I hasten to add though that "typical," in this usage, has become a trademark.
3 - Jon Sobel
Agree with Kurtz, the "value" claim is dubious, but when it comes to art, culture, and knowledge, "value" must necessarily be in some sense subjective, and one way to define it would be simply by the likelihood and/or actuality of finding readers. In which case, the assumption holds true in a strict mathematical sense. If I write the Great American Novel and it's never published, so that only my mother reads it, what is its value to the world? If a million people read it, what is its value then? Certainly, higher, in some sense.
4 - roger nowosielski
Would Paradise Lost or La Commedia be of lesser value for having been only sparsely read?
And what of the value of a bestseller that sells in thousands?
5 - tdaonp
Also: as with any upsurge, there will be a regression as well. Many people who jump on the bandwagon of writing and self publishing will find out that it is bloody hard work (50+ hours a week in my case) and even then the rewards can be minimal or non-existing. It takes a very determined attitude to remain a writer.
So Google may never need to find an editor algorithm because the amount of written text may very well slump after a few years.
6 - mrdockellis
Interesting idea of thought as a commodity, but I guess you speaking of this as one off expression and nothing Socratic (can you quantify intellectual exchange?
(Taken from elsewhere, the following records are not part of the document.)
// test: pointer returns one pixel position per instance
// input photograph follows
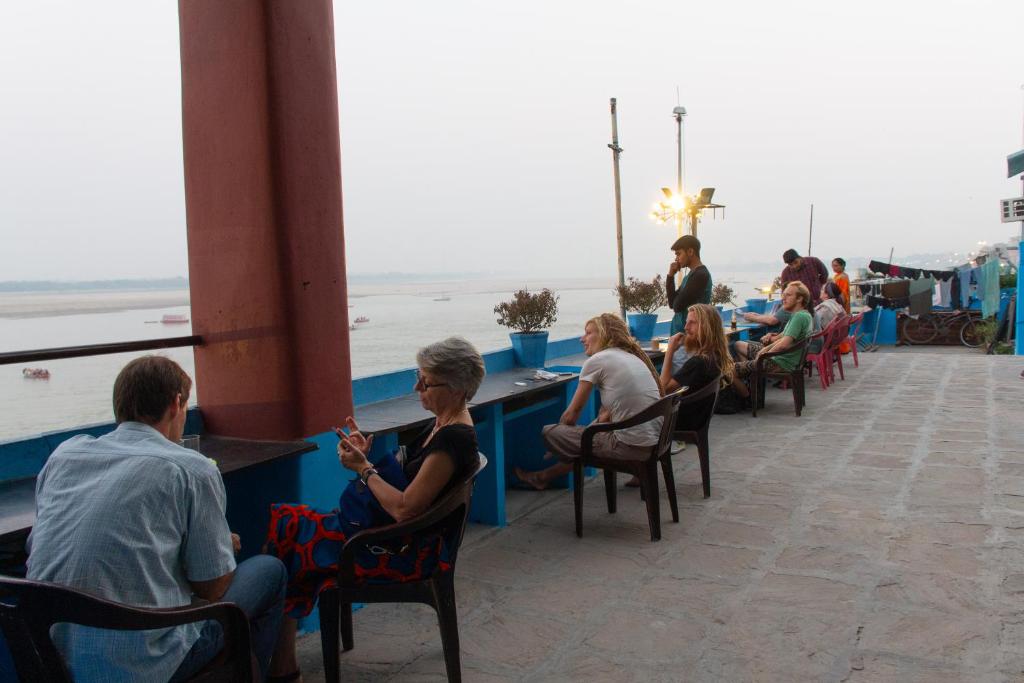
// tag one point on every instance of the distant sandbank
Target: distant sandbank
(50, 304)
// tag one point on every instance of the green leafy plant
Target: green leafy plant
(527, 312)
(722, 294)
(641, 297)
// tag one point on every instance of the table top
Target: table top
(406, 411)
(17, 498)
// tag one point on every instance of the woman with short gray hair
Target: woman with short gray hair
(439, 458)
(458, 361)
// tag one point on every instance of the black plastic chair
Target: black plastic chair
(759, 378)
(29, 608)
(702, 403)
(446, 519)
(645, 470)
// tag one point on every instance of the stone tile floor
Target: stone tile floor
(878, 538)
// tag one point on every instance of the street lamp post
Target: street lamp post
(679, 113)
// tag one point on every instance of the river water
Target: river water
(402, 317)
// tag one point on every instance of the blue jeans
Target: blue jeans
(258, 588)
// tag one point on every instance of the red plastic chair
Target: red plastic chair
(854, 333)
(835, 355)
(830, 339)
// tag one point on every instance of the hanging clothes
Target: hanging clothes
(945, 293)
(921, 296)
(988, 288)
(912, 273)
(965, 274)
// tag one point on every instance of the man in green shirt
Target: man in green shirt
(796, 300)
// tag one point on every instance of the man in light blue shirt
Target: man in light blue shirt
(134, 517)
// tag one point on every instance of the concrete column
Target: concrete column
(262, 175)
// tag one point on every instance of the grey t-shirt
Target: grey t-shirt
(130, 517)
(627, 388)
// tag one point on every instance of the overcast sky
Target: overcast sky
(474, 134)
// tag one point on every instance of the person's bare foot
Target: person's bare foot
(532, 478)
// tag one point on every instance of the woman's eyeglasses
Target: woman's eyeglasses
(422, 383)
A market place of ideas seems aimed more at quality, though with the lowest common denominator as a guiding light perhaps quantity wins out over quality)
This expression might have a purely individual benefit say in the case of John Kennedy Toole. Perhaps he might not have killed himself if Confederacy of Dunces had been published by him. Or maybe fame would have made him more depressed and the end is the same. Can't tell.
I have to say access to collateral sources via the Internet has made finding "good" books easier, but it still doesn't beat a trip to the bookstore, though perhaps I'm biased in a tactile sense. I love the feel of a good book in my hands, sensualist that I am. It becomes a mind/body thing I suppose.
7 - A. Jurek
It doesn't matter how many people there are on earth, only so many will ever read books on a regular basis. Consequently, there will always be only so many readers, a fixed number of eyeballs if you will.
8 - Jay
Google's ambition is quite frightening sometimes. Wonder if they can pull this one through while other Tech giants look on.
9 - Alan Kurtz
A. Jurek (#7), thanks for clearing this up. I forgot that, no matter how many people are on earth, only so many will ever read books. It's the old "fixed number of eyeballs" principle, known since Biblical times as the Rule of the Golden Iris. It explains why, when Moses went to the trouble of schlepping The Ten Commandments down from Mount Sinai after twice spending 40 days and nights alone up there, a mere 0.17% of the people bothered to read them. (One wag, anticipating Cecil B. DeMille by 3,200 years, quipped: "I'll wait for the movie.")
Not understanding the immutability of this absolute limit, Johannes Gutenberg hoped to improve on that number by inventing movable type printing, of course to no avail. Finally, during the 1950s, British and American molecular biologists determined that the Rule of the Golden Iris is hardwired in humans, haplessly transmitted from one generation to the next. Today's geneticists theorize that it might someday be possible to modify our DNA so that fewer than 0.17% of people will read books. But, sadly, there is no way to overcome the upper limit.
10 - Jennifer Bogart
Alan, thanks for the laugh today.
11 - Maqbool Ahmad
It’s like expecting your programmer to be able to design a typographically well-constructed piece and know the essentials to guiding a reader through an ad. It’s possible, but you’re not putting an expert on the job. Why expect your designer to be an excellent programmer if you wouldn’t expect your programmer to be a top-level designer?